Contre-visite de contrôle technique contestée : quels sont vos recours face au centre de contrôle
Publié le 7 juillet 2026
Découvrez les recours légaux pour contester une contre-visite de contrôle technique et comment intenter une action contre le centre agréé.
Contre-visite de contrôle technique contestée : quels sont vos recours face au centre de contrôle
Comprendre le défaut majeur et le recalage inexplicable
Une contre-visite survient après qu'un véhicule a été recalé lors du contrôle technique initial. Le centre vous propose (ou vous impose selon votre formule de paiement) une seconde inspection, généralement gratuite ou à tarif réduit. Cependant, si le contre-contrôle révèle des défauts que vous contestez comme mal évalués, ou si le premier recalage vous semblait injustifié, vous disposez de voies de recours. La contestation porte rarement sur l'existence technique d'un défaut, mais sur son classement (défaut mineur vs. majeur) ou son diagnostic erroné.
Le recours amiable auprès du centre agréé
Avant toute démarche judiciaire, adressez une réclamation écrite au centre de contrôle. Demandez la communication du rapport détaillé, des photographies du défaut et l'explication précise du classement appliqué. Invoquez l'arrêté du 21 décembre 2009 qui fixe les critères techniques : si le diagnostic ne correspond pas aux normes officielles (par exemple, un feu arrière légèrement terni classé « défaut majeur » alors que seule la rupture de fonction est majeure), cet écart peut justifier une révision. Le centre doit vous répondre dans un délai raisonnable, généralement 15 à 30 jours.
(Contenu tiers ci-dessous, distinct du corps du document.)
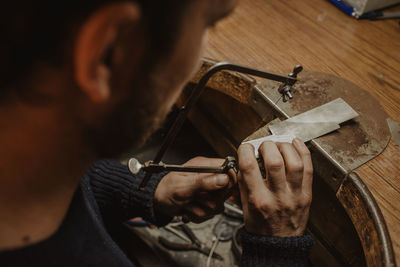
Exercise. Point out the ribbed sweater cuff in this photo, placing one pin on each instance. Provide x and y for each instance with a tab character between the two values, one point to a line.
115	187
274	251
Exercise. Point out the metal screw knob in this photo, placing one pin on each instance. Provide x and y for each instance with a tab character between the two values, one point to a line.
296	71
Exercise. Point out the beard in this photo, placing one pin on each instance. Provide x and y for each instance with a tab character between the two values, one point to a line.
131	123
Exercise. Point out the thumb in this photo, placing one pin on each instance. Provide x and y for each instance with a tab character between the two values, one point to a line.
205	183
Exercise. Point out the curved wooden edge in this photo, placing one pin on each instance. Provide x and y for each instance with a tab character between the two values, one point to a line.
368	220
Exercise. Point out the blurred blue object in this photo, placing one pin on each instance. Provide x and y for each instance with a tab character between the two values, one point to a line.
373	15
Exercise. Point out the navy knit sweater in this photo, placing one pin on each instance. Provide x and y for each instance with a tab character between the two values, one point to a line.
108	189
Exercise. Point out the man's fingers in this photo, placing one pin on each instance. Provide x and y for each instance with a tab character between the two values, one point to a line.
274	166
305	155
204	182
250	177
209	182
293	164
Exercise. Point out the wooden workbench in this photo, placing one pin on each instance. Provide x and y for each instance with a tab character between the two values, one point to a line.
275	35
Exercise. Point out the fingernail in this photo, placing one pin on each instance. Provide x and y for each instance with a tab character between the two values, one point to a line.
222	180
297	140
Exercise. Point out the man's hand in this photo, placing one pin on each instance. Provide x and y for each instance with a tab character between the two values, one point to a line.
278	205
195	196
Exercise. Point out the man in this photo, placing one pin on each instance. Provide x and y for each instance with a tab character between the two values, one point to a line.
85	80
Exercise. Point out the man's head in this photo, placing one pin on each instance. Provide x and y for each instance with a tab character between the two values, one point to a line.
110	69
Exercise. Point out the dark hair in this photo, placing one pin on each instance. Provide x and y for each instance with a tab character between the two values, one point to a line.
34	31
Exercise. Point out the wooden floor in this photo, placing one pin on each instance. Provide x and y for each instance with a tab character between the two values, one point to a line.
275	35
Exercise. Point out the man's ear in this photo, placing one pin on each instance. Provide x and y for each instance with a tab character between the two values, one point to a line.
95	39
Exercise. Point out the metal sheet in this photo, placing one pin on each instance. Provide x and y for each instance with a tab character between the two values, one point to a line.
358	140
316	122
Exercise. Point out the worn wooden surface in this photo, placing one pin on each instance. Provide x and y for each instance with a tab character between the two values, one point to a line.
277	34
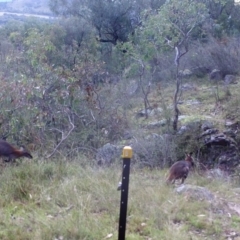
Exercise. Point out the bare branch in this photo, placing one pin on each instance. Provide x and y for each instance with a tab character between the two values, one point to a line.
64	136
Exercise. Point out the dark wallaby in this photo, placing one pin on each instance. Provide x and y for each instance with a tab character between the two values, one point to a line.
180	169
7	150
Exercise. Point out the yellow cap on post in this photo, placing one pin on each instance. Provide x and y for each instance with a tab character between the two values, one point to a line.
127	152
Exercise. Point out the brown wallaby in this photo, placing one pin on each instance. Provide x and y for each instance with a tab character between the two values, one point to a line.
180	169
7	150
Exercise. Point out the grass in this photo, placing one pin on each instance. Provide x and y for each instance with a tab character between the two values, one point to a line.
62	200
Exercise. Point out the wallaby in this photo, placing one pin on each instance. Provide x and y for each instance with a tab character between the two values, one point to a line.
180	169
7	150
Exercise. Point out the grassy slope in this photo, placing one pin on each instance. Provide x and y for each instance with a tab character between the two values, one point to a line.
59	200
Saisir la DRIRE ou l'organisme de surveillance régional
Si le centre refuse de réviser son diagnostic ou ne répond pas, vous pouvez saisir la DRIRE (Direction Régionale de l'Industrie, de la Recherche et de l'Environnement) ou, selon votre région, l'autorité de surveillance compétente. Joignez à votre demande une copie de votre réclamation amiable, le rapport de contre-visite, et une mécanique indépendante peut établir un constat de l'état du véhicule pour renforcer votre dossier. Ces organismes disposent du pouvoir de vérifier la conformité du centre aux normes et peuvent ordonner une nouvelle inspection.
L'action en justice : responsabilité civile du centre
Vous pouvez engager la responsabilité du centre de contrôle devant le tribunal judiciaire de votre domicile ou celui du centre. Argumentez sur un diagnostic manifestement erroné ou contraire aux normes officielles ayant causé un préjudice (coûts de réparation inutiles, frais de seconde contre-visite, restrictions d'usage du véhicule). Demandez l'indemnisation des frais de mécanique expert et des pertes financières. Apportez preuves techniques : rapport d'expertise mécanique indépendante, correspondances écrites du centre, photographies datées.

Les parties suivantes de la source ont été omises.